Workforce Management Featured Article
'Quality' Should Be Defined by Customers, Not Contact Centers
In the contact center, a quality program is usually on most companies’ lists of long-term goals. Companies talk about quality, brainstorm about ways to improve it and put it into their corporate brochures. They may even meet to discuss the quality of service being offered on a monthly or bi-annual basis. The problem is that quality needs to be a daily process, not something management gathers in the board room to discuss once in a blue moon.
Not only does quality need to be a daily process, but it can’t be something that managers oversee without consulting front-line agents. These agents, after all, are the ones who speak with the customers all day long, and chances are good they have a better idea of what customers want in terms of a quality experience. After all, “quality” is defined by the customer’s perspective, not the call center’s, according to a recent blog post by Monet Software CEO Chuck Ciarlo.
“You may have a definition for what constitutes a quality customer interaction, but is that description shared by your customers?” asked Ciarlo in the blog. “There’s only one way to find out – ask them. You may be surprised by some of the responses, and you may wish to incorporate their answers into your agent training.”
That leads to the second principle: improved training to align employees to quality programs. This can be accomplished by having agents regularly listen to calls that meet the highest standards of quality (and those that don’t, with direction from managers as to why they don’t), posting calls online so agents can listen to examples, and rewarding outstanding performance from agents who meet quality standards.
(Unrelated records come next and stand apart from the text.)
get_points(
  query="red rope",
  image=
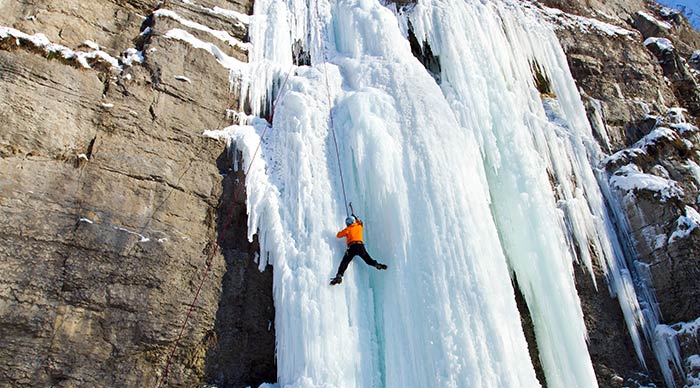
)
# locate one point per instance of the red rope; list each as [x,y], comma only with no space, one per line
[221,237]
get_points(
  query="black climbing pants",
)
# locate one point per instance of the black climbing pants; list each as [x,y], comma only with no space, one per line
[357,249]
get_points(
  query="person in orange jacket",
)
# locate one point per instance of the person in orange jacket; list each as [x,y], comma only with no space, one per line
[353,237]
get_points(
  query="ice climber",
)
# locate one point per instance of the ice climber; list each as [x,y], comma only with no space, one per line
[353,237]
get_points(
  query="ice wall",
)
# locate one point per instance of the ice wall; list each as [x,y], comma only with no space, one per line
[460,185]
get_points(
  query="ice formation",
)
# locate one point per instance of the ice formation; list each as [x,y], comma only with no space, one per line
[463,183]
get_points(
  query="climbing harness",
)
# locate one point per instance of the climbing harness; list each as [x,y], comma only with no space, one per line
[219,241]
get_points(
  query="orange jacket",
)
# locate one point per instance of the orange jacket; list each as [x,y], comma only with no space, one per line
[352,233]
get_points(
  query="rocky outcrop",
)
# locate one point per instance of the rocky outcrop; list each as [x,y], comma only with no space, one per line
[109,196]
[630,90]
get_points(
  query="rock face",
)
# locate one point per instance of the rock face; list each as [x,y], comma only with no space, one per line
[630,83]
[109,196]
[114,208]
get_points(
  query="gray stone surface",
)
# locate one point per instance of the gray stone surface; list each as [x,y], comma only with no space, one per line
[633,86]
[102,254]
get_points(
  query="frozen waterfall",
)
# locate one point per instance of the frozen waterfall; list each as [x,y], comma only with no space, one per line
[462,184]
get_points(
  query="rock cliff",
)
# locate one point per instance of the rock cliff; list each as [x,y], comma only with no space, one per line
[112,201]
[642,95]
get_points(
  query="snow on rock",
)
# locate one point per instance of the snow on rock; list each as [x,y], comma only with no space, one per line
[561,19]
[662,43]
[643,147]
[219,34]
[41,42]
[231,14]
[131,55]
[92,45]
[676,115]
[226,61]
[659,23]
[686,224]
[631,179]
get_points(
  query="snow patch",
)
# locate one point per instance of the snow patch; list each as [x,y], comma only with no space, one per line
[219,34]
[659,23]
[131,55]
[663,43]
[92,45]
[643,145]
[630,179]
[226,61]
[685,224]
[561,19]
[42,42]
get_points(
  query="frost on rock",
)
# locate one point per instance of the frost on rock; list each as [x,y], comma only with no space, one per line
[219,34]
[685,224]
[662,43]
[561,19]
[84,59]
[645,146]
[658,23]
[631,179]
[225,60]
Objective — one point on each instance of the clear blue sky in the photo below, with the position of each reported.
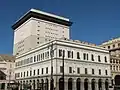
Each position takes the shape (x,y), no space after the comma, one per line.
(93,20)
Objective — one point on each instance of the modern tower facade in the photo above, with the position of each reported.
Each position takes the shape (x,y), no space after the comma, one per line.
(113,46)
(36,27)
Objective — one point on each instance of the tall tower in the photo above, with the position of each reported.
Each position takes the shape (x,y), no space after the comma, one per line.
(36,27)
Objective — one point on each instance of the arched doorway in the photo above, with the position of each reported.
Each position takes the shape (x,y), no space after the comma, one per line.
(93,84)
(47,84)
(61,82)
(106,84)
(86,84)
(99,84)
(70,84)
(78,84)
(117,82)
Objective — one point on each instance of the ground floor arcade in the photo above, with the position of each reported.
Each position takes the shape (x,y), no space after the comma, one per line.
(70,83)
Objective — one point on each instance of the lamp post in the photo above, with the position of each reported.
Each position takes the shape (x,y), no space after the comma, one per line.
(51,55)
(63,68)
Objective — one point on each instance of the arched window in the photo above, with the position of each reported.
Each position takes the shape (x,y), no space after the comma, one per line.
(99,58)
(34,84)
(47,84)
(92,57)
(99,84)
(105,59)
(61,82)
(86,84)
(70,84)
(93,84)
(42,82)
(106,84)
(78,84)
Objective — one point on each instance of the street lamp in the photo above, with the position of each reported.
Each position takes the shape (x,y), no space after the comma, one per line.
(63,68)
(51,55)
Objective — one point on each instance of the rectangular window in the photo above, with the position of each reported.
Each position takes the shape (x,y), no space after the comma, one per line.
(99,59)
(31,59)
(87,56)
(43,56)
(84,56)
(30,73)
(38,72)
(72,54)
(21,74)
(106,72)
(37,57)
(61,69)
(92,57)
(34,72)
(78,55)
(60,52)
(85,70)
(70,69)
(99,71)
(92,71)
(24,74)
(78,70)
(27,73)
(42,70)
(34,58)
(46,70)
(69,54)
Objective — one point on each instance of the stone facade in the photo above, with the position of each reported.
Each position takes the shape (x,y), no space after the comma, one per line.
(6,71)
(40,67)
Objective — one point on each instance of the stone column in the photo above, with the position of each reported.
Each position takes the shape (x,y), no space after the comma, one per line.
(49,83)
(5,86)
(82,84)
(74,84)
(96,85)
(66,84)
(103,85)
(89,85)
(57,83)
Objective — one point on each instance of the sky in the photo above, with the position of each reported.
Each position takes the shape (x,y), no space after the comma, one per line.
(94,21)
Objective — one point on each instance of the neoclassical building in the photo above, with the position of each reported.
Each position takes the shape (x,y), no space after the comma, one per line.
(113,46)
(40,39)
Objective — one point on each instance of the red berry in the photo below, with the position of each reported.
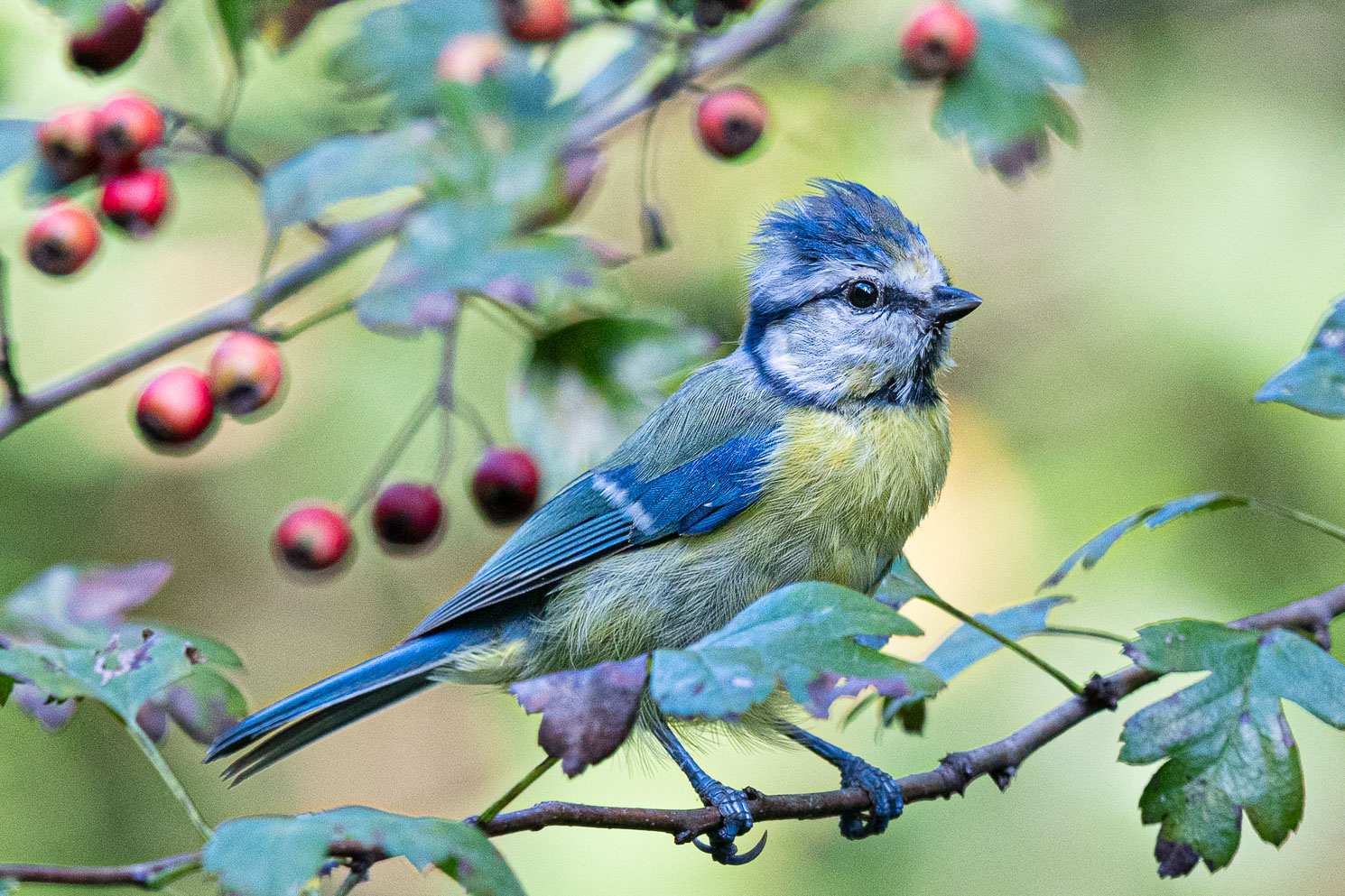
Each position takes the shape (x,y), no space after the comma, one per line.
(312,537)
(469,57)
(68,144)
(245,372)
(175,408)
(126,125)
(136,200)
(115,39)
(408,514)
(535,21)
(62,238)
(939,42)
(505,485)
(730,120)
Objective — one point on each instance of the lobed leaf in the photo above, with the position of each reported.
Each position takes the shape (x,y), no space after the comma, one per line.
(1226,737)
(587,713)
(1092,550)
(277,854)
(801,638)
(1315,380)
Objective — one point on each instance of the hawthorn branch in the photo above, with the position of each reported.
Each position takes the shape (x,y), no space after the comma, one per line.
(749,38)
(998,761)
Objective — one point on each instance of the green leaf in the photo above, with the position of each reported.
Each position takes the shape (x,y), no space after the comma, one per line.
(1226,737)
(70,605)
(466,246)
(16,142)
(123,674)
(237,18)
(1315,380)
(1007,96)
(397,46)
(304,186)
(1152,517)
(81,15)
(277,854)
(587,713)
(588,385)
(801,638)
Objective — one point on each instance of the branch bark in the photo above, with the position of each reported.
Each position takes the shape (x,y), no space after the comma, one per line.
(749,38)
(999,761)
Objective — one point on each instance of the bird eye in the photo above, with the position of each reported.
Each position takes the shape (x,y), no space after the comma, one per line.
(861,293)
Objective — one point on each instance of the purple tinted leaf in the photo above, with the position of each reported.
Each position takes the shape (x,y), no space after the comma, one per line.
(587,713)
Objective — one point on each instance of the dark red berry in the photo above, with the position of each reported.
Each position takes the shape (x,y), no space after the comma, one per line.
(175,408)
(408,514)
(312,537)
(469,57)
(115,39)
(62,240)
(730,120)
(136,200)
(68,144)
(245,372)
(505,485)
(939,42)
(535,21)
(126,125)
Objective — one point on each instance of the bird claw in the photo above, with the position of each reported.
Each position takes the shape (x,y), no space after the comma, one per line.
(725,852)
(883,790)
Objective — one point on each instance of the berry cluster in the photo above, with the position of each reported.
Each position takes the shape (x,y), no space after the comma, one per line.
(110,144)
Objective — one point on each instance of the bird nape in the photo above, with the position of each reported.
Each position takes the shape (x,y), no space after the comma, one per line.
(826,427)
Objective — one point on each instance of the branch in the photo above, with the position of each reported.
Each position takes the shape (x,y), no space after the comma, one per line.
(749,38)
(999,761)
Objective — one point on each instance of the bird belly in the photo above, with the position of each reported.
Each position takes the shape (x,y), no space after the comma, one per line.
(839,496)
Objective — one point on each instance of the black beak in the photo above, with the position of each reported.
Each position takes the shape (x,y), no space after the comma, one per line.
(951,304)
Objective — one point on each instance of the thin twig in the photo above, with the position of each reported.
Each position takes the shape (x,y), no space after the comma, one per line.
(1075,688)
(951,777)
(11,380)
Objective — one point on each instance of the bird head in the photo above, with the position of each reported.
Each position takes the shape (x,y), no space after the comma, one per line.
(848,300)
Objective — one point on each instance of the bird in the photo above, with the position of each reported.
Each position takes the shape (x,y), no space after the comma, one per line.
(810,452)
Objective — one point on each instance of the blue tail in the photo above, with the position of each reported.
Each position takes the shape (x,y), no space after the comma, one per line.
(319,709)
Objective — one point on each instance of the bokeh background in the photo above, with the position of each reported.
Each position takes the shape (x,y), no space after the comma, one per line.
(1136,292)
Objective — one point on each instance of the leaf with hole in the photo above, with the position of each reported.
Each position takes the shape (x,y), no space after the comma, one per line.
(1226,740)
(277,854)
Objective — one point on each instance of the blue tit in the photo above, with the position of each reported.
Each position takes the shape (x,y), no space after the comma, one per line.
(812,452)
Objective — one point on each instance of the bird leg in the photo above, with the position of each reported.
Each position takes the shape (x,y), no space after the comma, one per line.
(732,803)
(881,787)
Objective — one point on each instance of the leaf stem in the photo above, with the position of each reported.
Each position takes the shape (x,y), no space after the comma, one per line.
(170,780)
(394,449)
(1075,688)
(513,792)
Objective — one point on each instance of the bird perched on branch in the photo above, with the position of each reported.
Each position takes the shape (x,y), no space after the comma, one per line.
(809,454)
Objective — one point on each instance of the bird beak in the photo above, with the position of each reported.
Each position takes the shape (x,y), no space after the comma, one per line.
(951,304)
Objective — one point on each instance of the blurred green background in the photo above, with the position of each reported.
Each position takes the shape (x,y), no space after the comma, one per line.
(1138,291)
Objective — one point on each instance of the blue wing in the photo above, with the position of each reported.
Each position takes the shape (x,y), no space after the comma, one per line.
(693,466)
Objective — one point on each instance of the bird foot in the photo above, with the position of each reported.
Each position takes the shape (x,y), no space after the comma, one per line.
(883,790)
(737,819)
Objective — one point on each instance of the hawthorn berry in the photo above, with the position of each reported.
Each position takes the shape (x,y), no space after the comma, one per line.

“If your contact center provides quality evaluation scores for each agent, turn that practice into a contest,” wrote Ciarlo. “High scores would receive drawing tickets, and once a month or once every quarter, a winning ticket can be drawn, and the winner would receive a cash prize, a dinner for two, or some other reward.”
This principle, in turn, can boost critical employee engagement, which will lead directly to improvement of the customer experience. Whichever path you choose, according to Ciarlo (and he recommends using a straightforward way to score calls to determine quality), it’s important to not settle for the lowest possible level of quality that allows you to stay in operation.
“Your contact center probably has an average performance level, which is adequate to get the job done. But too many companies settle for this, and only become concerned when the numbers drop,” he wrote. “Make ‘average’ your baseline, and strive for something better. Before long, your new ‘average’ will be much higher than the previous standard.”